This is my alt-rock NA serialised story — the book my younger self needed, written by my older self who finally knows what to do with all the bruises.
New here? Chapters: 1, 2, 3, 4, 5. 6, 7, 8, 9. Or you can go to the chapter index
Dev
It started like anything else — a doom scroll that wasn’t supposed to matter. Until her face appeared.
Back in London. Back to the grind — same streets, same grey drizzle, same meetings that made me want to throw my phone at a wall.
The buzz after a gig never lasted here. It always slipped into static.
So I did what I always did when the static got loud.
Just a casual scroll.
Mindless. Chill. Barely invested.
Okay.
I was looking for her.
But not weirdly.
Just… checking. Curiosity. Academic interest.
Clicked on Gray’s story. He always had something: weird snacks, paint-streaked selfies, last week it was a TikTok of a pigeon that looked like it did taxes.
But this time?
There she was.
Sadie.
Hiking boots. Ripped hoodie. Black hair in a loose plait. Face flushed from the cold. Standing in front of a mossy DoC hut like she’d just wandered out of an indie film and hadn’t clocked the camera yet.
That hut. Our hut.
She was laughing. Loud. Real. Like the kind of laugh you don’t fake, not even for socials.
Someone offscreen said, “Ready?”
She mock-saluted with a stick of sage.
And then —
Jasper entered frame, looking like queer Gandalf in Lululemon, and delivered his lines dramatically:
“We have travelled far beyond the bounds of city limits and good judgement to support our beloved @still.just.sadie in her righteous quest to sage the fuckboy residue from this otherwise gorgeous hut. I’m hiking. There’s mud. This is love.”
Sadie giggled so hard she had to turn away.
Then Sam, deadpan as hell:
“Releasing all lingering male mediocrity back to the earth.”
Gray in the background, cackling:
“Back to the earth where it belongs!”
Dev.exe stopped responding.
I watched it again.
Twenty seconds, tops.
Watched it five times before I remembered how breathing worked.
They looked... happy.
She looked lighter.
Like the version of her I met in the hut had been carrying something heavy…grief, maybe, or just the general weight of being alive.
And now?
Now she was glowing.
With her people.
Wielding sage like a sword.
Looking like a forest witch general in the final scene of a breakup movie where she wins.
I played it again. Watched her face this time.

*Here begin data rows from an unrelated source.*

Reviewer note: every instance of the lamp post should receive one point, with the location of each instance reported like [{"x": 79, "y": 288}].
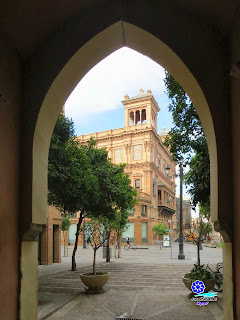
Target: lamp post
[
  {"x": 84, "y": 237},
  {"x": 181, "y": 255}
]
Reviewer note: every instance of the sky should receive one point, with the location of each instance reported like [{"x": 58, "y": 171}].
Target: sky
[{"x": 95, "y": 104}]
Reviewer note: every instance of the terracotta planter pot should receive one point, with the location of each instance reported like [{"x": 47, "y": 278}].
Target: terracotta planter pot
[
  {"x": 95, "y": 283},
  {"x": 209, "y": 284}
]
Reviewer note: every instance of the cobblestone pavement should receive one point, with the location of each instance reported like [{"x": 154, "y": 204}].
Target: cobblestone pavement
[{"x": 138, "y": 287}]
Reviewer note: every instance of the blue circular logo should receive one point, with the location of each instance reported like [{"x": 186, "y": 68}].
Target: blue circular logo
[{"x": 198, "y": 286}]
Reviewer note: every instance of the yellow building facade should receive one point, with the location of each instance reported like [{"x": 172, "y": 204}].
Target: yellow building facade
[{"x": 140, "y": 146}]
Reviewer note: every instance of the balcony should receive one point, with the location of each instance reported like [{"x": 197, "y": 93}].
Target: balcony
[
  {"x": 166, "y": 207},
  {"x": 142, "y": 196}
]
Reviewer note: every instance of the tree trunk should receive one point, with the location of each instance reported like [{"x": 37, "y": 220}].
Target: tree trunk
[
  {"x": 198, "y": 252},
  {"x": 94, "y": 261},
  {"x": 74, "y": 266},
  {"x": 108, "y": 248}
]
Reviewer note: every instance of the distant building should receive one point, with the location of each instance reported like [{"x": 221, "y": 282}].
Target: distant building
[{"x": 140, "y": 146}]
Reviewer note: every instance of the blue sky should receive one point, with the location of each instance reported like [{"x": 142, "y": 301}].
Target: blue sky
[{"x": 95, "y": 104}]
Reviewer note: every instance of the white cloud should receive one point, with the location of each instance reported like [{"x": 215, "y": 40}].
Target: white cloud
[{"x": 104, "y": 86}]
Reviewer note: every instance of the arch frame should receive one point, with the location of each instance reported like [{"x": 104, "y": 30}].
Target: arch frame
[{"x": 80, "y": 63}]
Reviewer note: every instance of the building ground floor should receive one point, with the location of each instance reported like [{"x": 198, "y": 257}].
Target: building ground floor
[
  {"x": 49, "y": 244},
  {"x": 138, "y": 229}
]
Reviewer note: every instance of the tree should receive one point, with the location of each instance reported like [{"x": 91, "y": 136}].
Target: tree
[
  {"x": 160, "y": 229},
  {"x": 71, "y": 182},
  {"x": 65, "y": 226},
  {"x": 202, "y": 230},
  {"x": 116, "y": 225},
  {"x": 96, "y": 236},
  {"x": 82, "y": 178},
  {"x": 186, "y": 139}
]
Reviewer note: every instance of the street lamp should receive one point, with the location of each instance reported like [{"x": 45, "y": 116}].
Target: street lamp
[
  {"x": 84, "y": 235},
  {"x": 181, "y": 255}
]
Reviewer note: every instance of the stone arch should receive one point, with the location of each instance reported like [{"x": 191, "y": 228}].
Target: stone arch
[
  {"x": 141, "y": 41},
  {"x": 87, "y": 56}
]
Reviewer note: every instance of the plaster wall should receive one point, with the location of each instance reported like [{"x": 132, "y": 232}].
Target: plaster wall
[
  {"x": 235, "y": 97},
  {"x": 10, "y": 77}
]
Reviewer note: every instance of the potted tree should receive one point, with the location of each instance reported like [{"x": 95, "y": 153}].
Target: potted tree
[
  {"x": 199, "y": 272},
  {"x": 96, "y": 235}
]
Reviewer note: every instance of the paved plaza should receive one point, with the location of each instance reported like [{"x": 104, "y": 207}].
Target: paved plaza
[{"x": 144, "y": 284}]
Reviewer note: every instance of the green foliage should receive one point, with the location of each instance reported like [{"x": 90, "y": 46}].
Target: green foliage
[
  {"x": 65, "y": 223},
  {"x": 204, "y": 228},
  {"x": 186, "y": 139},
  {"x": 199, "y": 273},
  {"x": 82, "y": 177},
  {"x": 160, "y": 229},
  {"x": 204, "y": 210}
]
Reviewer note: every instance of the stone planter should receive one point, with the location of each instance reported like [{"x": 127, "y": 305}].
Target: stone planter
[
  {"x": 96, "y": 282},
  {"x": 209, "y": 284}
]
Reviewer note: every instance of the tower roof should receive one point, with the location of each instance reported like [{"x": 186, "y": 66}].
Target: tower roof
[{"x": 141, "y": 95}]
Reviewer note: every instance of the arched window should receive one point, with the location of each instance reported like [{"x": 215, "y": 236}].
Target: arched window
[
  {"x": 144, "y": 116},
  {"x": 137, "y": 121},
  {"x": 131, "y": 118}
]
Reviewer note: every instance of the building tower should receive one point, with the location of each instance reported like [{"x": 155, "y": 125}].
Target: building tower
[{"x": 142, "y": 114}]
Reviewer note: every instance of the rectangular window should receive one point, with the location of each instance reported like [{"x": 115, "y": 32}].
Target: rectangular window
[
  {"x": 118, "y": 155},
  {"x": 154, "y": 187},
  {"x": 153, "y": 154},
  {"x": 144, "y": 232},
  {"x": 128, "y": 232},
  {"x": 137, "y": 152},
  {"x": 137, "y": 183},
  {"x": 131, "y": 212},
  {"x": 143, "y": 211}
]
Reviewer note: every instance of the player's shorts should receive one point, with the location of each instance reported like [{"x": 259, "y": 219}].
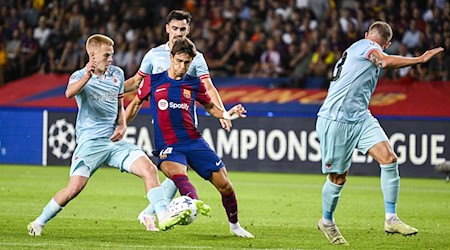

The way she laughed at fuckboy residue.
The way her eyes flicked up – like she was about to say something, but let it go.
She didn’t look bitter.
Didn’t look wrecked.
She looked like she’d already moved on.
Like I was a punchline she could smudge away with incense and altitude.
I stared at my phone.
Hit replay.
Again.
And again.
Because my body still remembered the curve of hers against mine.
My hands still remembered the weight of her sketchbook.
The way she’d seen me and drawn me the way I see myself.
And now my brain was glitching over a twenty-second clip I wasn’t in – but felt like I’d been ejected from.
The sage was symbolic. Obviously. I’m not an idiot. But it still felt like being set on fire.
I threw my phone onto the bed because I just needed to not hold it anymore. I stared at the ceiling.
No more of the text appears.